Though all three benchmarks result in assertions at the end, as they don’t use the same design it is hard to make an apples-to-apples comparison

 Do you believe they did this properly not not just overfit their LLMs to simple designs?

  • Their rationale for generating these synthetic benchmarks was that open source RTL code is usually part of a larger system, they cite OpenTitan, and hence not representative of the entire FV landscape.
  • But one could argue that their approach also doesn’t scale the entire digital design landscape.
  • An FSM/pipeline, however big it is, fundamentally has a set of assertions most apt to it. Adding more states/stages doesn’t really change this, in my opinion.
  • If they were training an LLM, then it might be useful to have these designs. But since we are just testing them and each test is independent , they don’t seem to serve any purpose.

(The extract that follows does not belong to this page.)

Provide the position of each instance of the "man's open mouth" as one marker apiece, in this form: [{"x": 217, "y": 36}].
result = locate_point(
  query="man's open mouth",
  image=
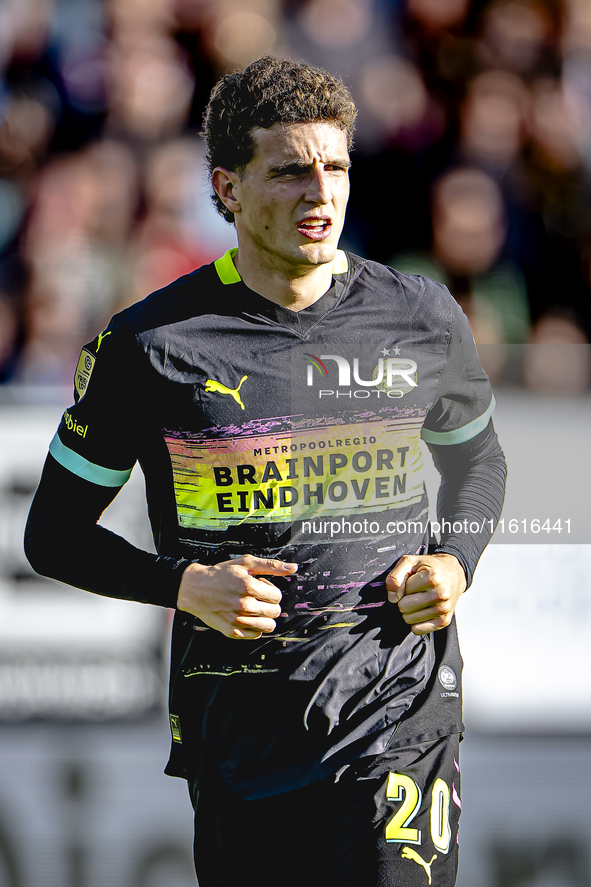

  • What do we gain by testing on a 5-stage pipeline vs a 6-stage pipeline? They also swap logical operators but this too is irrelevant. Most LLMs are past these tricks. This might have been useful in earlier stages where we can test the generalizability of LLMs by having training data just have + and then test on - to see if the LLM is able to apply what it had learned.
  • But this is just a hypothesis on my end. Maybe the larger design do fail the LLMs. I don’t see a plot with correlating design size with accuracy. But my experience so far with Claude tells me that it will perform the same. The context windows have become so large that the size of an individual design is no longer a constraint.